If we want copyright to work as advertised, the terms have to be balanced, so that people actually do feel it is wrong to violate them. This isn't rocket science.

Javier said...

Hi Francis

I just wanted to share some observations on the survey:

It is a bit unclear when you ask if I think it’s OK to do something, whether it’s a moral value judgement or an opinion on the current legality.

The scenario on borrowing a video to copy it is less realistic than the others. Most people would borrow the video to watch it. The problem is that they cannot do this with digital delivery items.

Good luck with the dissertation!

Tzctlpc said...

The survey isn't very useful.

To most third questions, where I am asked if I think it is OK to do what is described (a form or another of copyright infringement) I replied No, but that is because I think one should abide by the law, in reality I think the law is broken and hold no grudge against people that brake most stupid copyright provisions, but again, I go out of my way not to infringe copyright (I reason that items whose copyright is draconian will sell less, so not infringing is a way to punish the holders economically).

Anonymous said...

Fascinating project - it's really interesting to look at social norms in this way. I found answering on behalf of 'people' tricky - I really have no idea where people draw their personal lines, even among my immediate peer group.
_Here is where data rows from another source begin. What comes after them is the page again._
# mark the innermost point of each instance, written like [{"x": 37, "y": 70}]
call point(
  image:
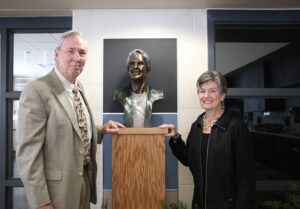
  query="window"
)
[
  {"x": 26, "y": 55},
  {"x": 263, "y": 85}
]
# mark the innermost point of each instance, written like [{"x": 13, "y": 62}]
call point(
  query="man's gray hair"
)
[
  {"x": 215, "y": 76},
  {"x": 142, "y": 52},
  {"x": 66, "y": 35}
]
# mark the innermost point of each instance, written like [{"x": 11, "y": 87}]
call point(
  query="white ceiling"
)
[{"x": 65, "y": 7}]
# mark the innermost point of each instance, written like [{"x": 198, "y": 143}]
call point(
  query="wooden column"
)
[{"x": 138, "y": 168}]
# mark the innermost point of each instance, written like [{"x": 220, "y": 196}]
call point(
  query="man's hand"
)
[
  {"x": 49, "y": 206},
  {"x": 172, "y": 132},
  {"x": 111, "y": 127}
]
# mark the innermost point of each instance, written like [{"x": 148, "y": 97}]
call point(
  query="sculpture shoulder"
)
[
  {"x": 156, "y": 94},
  {"x": 121, "y": 93}
]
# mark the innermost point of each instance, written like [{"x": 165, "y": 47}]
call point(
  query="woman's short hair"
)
[
  {"x": 215, "y": 76},
  {"x": 142, "y": 52},
  {"x": 66, "y": 35}
]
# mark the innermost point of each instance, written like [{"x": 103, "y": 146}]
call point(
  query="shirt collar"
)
[{"x": 67, "y": 84}]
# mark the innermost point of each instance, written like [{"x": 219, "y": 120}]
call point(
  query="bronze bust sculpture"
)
[{"x": 138, "y": 97}]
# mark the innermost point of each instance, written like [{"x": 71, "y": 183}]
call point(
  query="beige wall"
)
[{"x": 186, "y": 25}]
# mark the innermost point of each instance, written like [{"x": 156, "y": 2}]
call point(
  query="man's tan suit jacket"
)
[{"x": 49, "y": 151}]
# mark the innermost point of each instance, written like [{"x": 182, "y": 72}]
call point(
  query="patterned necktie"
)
[{"x": 82, "y": 122}]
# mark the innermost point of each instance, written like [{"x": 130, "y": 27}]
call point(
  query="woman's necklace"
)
[{"x": 213, "y": 122}]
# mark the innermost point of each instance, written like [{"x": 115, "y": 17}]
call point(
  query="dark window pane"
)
[{"x": 274, "y": 126}]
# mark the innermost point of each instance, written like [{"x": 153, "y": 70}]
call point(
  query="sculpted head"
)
[{"x": 138, "y": 63}]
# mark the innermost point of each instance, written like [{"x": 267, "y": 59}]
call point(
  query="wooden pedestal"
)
[{"x": 138, "y": 168}]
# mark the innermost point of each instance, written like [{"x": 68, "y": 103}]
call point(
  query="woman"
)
[{"x": 217, "y": 151}]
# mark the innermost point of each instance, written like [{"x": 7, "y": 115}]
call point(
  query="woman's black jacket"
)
[{"x": 230, "y": 176}]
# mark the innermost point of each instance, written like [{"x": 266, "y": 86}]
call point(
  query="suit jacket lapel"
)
[{"x": 61, "y": 94}]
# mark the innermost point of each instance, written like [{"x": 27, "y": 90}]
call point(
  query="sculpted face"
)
[
  {"x": 71, "y": 57},
  {"x": 137, "y": 68}
]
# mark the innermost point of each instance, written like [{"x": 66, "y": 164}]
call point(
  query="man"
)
[
  {"x": 138, "y": 97},
  {"x": 57, "y": 139}
]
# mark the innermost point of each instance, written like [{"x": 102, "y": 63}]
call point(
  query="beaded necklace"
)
[{"x": 213, "y": 122}]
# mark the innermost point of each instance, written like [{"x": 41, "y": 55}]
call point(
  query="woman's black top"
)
[
  {"x": 203, "y": 159},
  {"x": 230, "y": 180}
]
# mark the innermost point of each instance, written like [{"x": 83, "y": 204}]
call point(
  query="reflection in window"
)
[
  {"x": 33, "y": 57},
  {"x": 274, "y": 126},
  {"x": 19, "y": 198},
  {"x": 15, "y": 139}
]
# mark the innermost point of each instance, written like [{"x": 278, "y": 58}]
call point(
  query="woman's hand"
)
[{"x": 172, "y": 132}]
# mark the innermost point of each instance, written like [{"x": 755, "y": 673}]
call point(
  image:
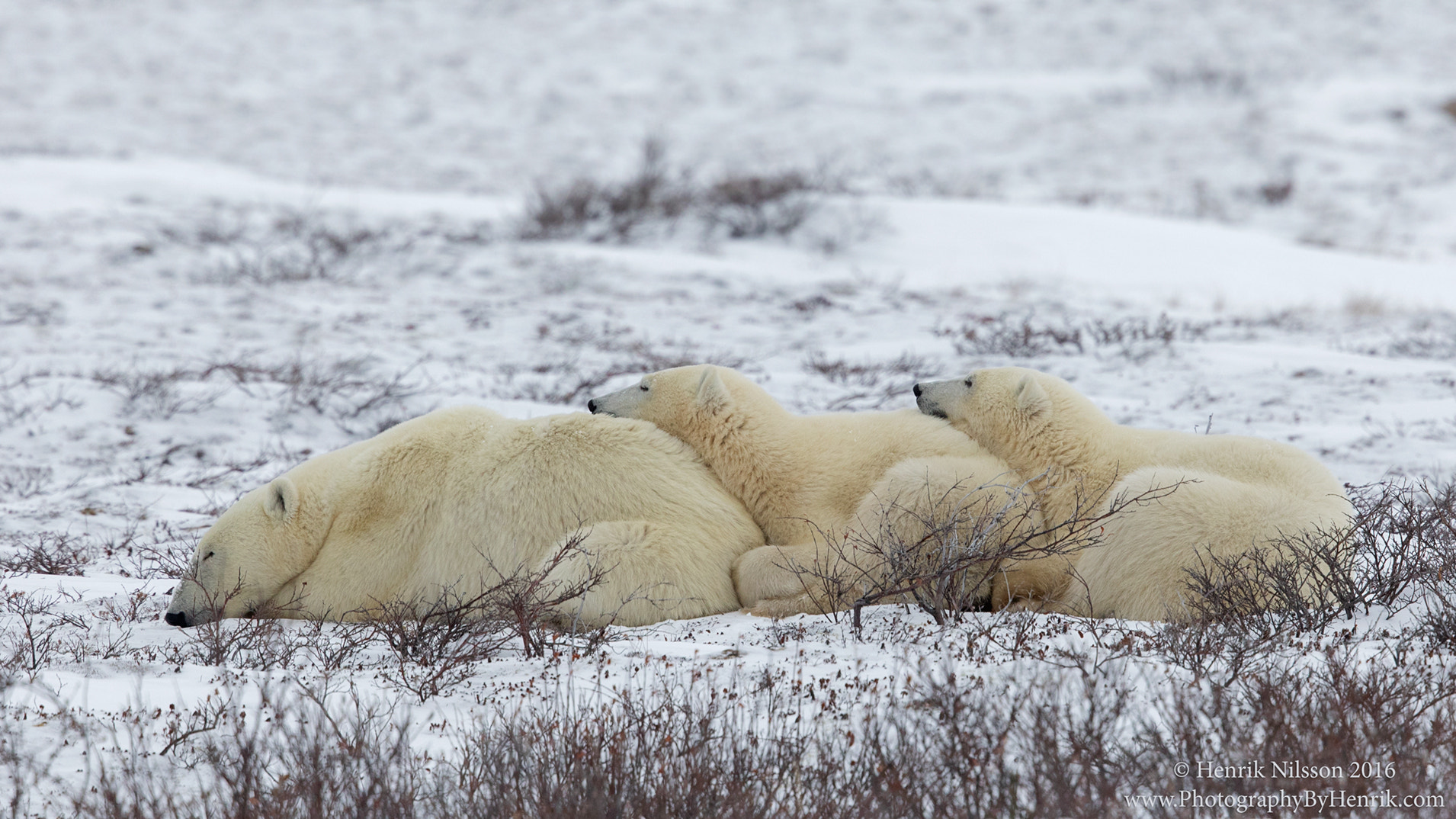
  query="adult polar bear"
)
[
  {"x": 454, "y": 500},
  {"x": 825, "y": 487},
  {"x": 1229, "y": 494}
]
For future exercises, I would suggest adding more nuances, as suggested by some of the commenters above. There can be a difference between what you think is ok, and what you would actually do. And, picking up on Javier's comment, it might be worth explaining what you mean by ok. Or asking respondents to distinguish between morally ok and legally ok. Even though you're looking at social norms, our perception of 'ok' is inevitably going to be influenced by our understanding of the law, however rudimentary. I'm not sure the social can be detached from the legal but it would be interesting to know if people draw different moral and legal lines.

Also, open-ended comment boxes under each question would be a good idea - judging from the comments here, you could generate some really interesting data from this.

I look forward to reading the results.